What Internet Explorer teaches us about car dealership technology
On May 18, 1998, the U.S. Department of Justice filed an antitrust lawsuit against Microsoft on the grounds that packaging Internet Explorer with Windows installations was eroding the competitive landscape by obstructing other software companies. Two years later, the DOJ ruled that Microsoft would be divided in half, severing its operating system side from the software side.
More recently, courts in Europe and the United States have followed in that approach, considering penalties and judicial action against tech giants like Google and Facebook to limit their monopolistic ambitions. But these anti-competitive practices aren’t unique to the multibillion-dollar companies we see in the news every day.
Even in the automotive reatail industry, there exist companies who use their position of dominance to exclude other vendors from participating. By creating barriers to entry including artificial fees, these companies can reduce your options or make your preferred software integration arbitrarily expensive. This unfairly limits dealership choices and slows the rate of progress in the industry, all so a couple large companies can force you to use their potentially inferior products.
What’s the true danger here?
As you well know, a free market can encourage competition between companies, resulting in better products for the customer. Because different companies tend towards different areas of expertise, you may find that one software provider offers the best websites, while another offers the best digital retailing, and even another offers the best service department solution.
Because of this, an integrated solution between multiple software vendors can often provide the best end-user experience. As a dealer, you rely on the compatibility between your finance widget or digital retailing platform and your website provider in order to have the best of all worlds.
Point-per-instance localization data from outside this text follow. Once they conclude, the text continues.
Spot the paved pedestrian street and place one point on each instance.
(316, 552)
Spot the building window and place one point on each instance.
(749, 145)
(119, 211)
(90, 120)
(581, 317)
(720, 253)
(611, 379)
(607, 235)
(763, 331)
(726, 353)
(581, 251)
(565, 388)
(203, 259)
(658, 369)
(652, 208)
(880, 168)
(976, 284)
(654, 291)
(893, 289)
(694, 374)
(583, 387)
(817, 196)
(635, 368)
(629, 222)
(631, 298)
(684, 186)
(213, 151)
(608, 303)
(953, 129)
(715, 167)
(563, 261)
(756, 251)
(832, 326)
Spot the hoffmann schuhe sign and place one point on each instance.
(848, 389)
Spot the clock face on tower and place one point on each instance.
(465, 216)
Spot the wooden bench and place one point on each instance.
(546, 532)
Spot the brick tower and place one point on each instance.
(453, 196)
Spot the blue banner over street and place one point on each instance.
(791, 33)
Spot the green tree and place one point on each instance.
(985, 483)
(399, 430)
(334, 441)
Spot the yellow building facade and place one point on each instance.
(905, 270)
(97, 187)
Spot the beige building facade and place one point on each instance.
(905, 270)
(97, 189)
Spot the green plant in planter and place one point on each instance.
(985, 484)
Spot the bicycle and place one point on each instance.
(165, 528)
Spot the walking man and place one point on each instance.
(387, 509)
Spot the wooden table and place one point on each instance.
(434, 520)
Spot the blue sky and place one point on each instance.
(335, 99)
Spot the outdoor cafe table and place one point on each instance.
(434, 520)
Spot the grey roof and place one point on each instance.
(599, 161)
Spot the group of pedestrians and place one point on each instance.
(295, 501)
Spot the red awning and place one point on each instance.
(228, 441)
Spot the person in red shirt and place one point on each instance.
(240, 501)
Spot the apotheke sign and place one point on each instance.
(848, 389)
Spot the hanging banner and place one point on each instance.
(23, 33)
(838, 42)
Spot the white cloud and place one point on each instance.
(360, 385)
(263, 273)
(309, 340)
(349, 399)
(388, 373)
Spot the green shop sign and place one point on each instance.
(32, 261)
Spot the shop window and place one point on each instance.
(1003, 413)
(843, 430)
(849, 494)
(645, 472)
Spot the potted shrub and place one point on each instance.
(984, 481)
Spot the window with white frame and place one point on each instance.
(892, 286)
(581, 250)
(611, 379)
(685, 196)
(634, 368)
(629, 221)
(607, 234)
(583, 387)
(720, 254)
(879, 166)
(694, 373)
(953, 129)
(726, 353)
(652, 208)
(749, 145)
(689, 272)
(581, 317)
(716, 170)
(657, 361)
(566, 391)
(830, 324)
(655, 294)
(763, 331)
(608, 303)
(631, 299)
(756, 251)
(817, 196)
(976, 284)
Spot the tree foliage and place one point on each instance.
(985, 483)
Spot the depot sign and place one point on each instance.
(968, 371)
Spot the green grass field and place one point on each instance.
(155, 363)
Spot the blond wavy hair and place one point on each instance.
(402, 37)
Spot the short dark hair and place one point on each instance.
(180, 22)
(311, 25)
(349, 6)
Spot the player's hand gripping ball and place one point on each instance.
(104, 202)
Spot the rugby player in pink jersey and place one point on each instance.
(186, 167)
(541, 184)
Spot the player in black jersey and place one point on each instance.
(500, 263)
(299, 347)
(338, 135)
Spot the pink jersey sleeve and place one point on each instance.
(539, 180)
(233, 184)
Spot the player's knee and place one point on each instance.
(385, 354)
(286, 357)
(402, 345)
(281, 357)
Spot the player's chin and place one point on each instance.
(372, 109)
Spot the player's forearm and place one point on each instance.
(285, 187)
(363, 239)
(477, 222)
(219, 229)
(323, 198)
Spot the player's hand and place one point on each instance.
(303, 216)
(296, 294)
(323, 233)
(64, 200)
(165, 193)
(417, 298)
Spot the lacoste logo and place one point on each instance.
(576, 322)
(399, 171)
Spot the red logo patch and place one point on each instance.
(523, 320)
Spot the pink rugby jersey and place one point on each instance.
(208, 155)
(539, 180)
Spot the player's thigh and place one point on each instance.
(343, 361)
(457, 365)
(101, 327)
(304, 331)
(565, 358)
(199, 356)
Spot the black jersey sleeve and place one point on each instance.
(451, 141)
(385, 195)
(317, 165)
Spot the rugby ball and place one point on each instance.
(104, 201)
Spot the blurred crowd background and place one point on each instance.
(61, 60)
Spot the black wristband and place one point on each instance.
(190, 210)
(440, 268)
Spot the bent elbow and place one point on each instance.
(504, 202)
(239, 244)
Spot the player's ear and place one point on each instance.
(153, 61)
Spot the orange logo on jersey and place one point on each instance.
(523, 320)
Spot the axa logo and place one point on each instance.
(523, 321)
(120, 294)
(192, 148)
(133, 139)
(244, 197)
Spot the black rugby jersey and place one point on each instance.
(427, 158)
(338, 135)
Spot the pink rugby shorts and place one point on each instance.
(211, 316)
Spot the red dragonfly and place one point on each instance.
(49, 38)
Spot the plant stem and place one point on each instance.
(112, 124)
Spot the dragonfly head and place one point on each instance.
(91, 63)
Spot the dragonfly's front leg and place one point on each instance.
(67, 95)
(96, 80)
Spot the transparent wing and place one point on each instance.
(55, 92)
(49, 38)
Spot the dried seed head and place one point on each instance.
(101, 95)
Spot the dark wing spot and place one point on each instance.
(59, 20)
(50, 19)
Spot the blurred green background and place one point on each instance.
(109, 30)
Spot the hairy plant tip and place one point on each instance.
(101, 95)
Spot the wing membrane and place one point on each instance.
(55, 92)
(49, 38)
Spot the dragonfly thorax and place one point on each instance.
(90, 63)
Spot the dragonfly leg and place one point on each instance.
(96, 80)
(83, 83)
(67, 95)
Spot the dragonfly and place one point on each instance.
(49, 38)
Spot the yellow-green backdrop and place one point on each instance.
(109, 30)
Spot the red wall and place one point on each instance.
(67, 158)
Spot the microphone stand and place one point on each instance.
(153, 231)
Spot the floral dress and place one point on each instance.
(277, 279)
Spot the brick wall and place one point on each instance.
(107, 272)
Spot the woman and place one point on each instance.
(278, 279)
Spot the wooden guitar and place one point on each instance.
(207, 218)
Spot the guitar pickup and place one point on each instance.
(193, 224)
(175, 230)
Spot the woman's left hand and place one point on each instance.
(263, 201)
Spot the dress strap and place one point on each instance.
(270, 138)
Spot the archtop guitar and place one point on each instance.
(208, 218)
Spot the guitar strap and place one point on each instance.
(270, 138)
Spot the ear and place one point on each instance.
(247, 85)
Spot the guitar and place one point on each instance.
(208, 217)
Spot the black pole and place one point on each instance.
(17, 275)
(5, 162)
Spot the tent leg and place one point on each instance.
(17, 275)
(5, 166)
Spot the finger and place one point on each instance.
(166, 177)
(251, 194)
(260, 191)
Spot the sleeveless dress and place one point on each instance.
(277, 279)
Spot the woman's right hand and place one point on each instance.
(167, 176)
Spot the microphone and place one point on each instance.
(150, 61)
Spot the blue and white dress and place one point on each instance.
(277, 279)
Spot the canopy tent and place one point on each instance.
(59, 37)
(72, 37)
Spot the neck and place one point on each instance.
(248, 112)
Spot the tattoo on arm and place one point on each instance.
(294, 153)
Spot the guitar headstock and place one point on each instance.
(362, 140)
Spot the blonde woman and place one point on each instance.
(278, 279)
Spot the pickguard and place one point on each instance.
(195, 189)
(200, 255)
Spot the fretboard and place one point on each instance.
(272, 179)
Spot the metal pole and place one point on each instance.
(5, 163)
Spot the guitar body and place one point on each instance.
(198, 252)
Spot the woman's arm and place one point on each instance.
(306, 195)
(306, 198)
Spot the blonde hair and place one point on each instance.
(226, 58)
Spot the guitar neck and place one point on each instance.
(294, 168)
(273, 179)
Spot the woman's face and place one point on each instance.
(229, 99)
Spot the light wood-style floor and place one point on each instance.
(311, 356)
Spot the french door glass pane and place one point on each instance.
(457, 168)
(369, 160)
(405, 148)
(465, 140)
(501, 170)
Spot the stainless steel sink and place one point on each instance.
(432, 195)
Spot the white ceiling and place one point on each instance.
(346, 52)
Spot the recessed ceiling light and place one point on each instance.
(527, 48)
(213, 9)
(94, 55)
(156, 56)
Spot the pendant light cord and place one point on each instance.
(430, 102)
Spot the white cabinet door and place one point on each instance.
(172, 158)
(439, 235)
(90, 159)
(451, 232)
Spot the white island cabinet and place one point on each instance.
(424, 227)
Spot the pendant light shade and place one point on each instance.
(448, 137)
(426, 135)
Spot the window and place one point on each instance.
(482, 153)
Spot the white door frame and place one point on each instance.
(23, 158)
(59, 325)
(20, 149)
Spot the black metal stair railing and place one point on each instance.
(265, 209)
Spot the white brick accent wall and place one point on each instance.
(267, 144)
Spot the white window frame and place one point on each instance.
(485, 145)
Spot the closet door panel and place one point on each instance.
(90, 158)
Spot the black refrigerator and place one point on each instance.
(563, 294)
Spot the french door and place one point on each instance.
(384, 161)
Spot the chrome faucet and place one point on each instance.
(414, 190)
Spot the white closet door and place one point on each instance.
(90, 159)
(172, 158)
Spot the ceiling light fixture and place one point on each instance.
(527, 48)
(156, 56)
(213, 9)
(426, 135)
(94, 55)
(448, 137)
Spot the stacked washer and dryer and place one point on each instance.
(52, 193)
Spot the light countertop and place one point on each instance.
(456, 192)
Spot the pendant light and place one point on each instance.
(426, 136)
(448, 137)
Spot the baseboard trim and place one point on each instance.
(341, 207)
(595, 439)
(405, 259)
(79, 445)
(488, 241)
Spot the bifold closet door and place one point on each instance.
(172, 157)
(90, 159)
Some software providers know this, and they use it against you.
If so-motivated, website providers can (and do) block digital retailing providers from their ‘sites, or charge dealers an extra fee simply to use a third party digital retailing platform. Then, having put the competition at an unfair disadvantage, the website providers can (and do) promote their own digital retailing solutions. The anti-competitive practices would exclude superior digital retailing options from the dealer, forcing them to settle for something that may be subpar.
How can you fight back?
This all comes down to choice: your choice. Software will continue playing a larger and larger role in dealerships’ success, and you can’t afford to have your choices limited by anti-competitive practices. When evaluating new software (or even existing software), always inquire about the freedom and cost to integrate with other solutions and providers. There’s no bigger red flag than a platform which only integrates freely with that same company’s other products.
We have a great article about how to choose the best dealership management software for your dealership, for instance.
Crucially, be aware that there are many choices to satisfy any one of your needs. Many website providers offer unrestricted integration with any digital retailing platform on the market; many CRMs integrate seamlessly with service department software. No matter what you’re looking for, there is an option that makes integration easy, no matter who makes the other software.
Despite losing their lawsuit, Microsoft appealed the Internet Explorer ruling and continue operating largely unhindered. It didn’t matter, though, because Internet Explorer simply wasn’t the best product. Consumers rejected Microsoft’s attempts to force a subpar web browser on them, and turned to alternatives like Firefox, Chrome, and Opera. In 15 years, Internet Explorer dropped from 95% market share down to a negligible 2.29% in 2019. You have the power to say ‘no’ to anti-competitive companies and inadequate solutions.
You have the power to get what you want for your car dealership.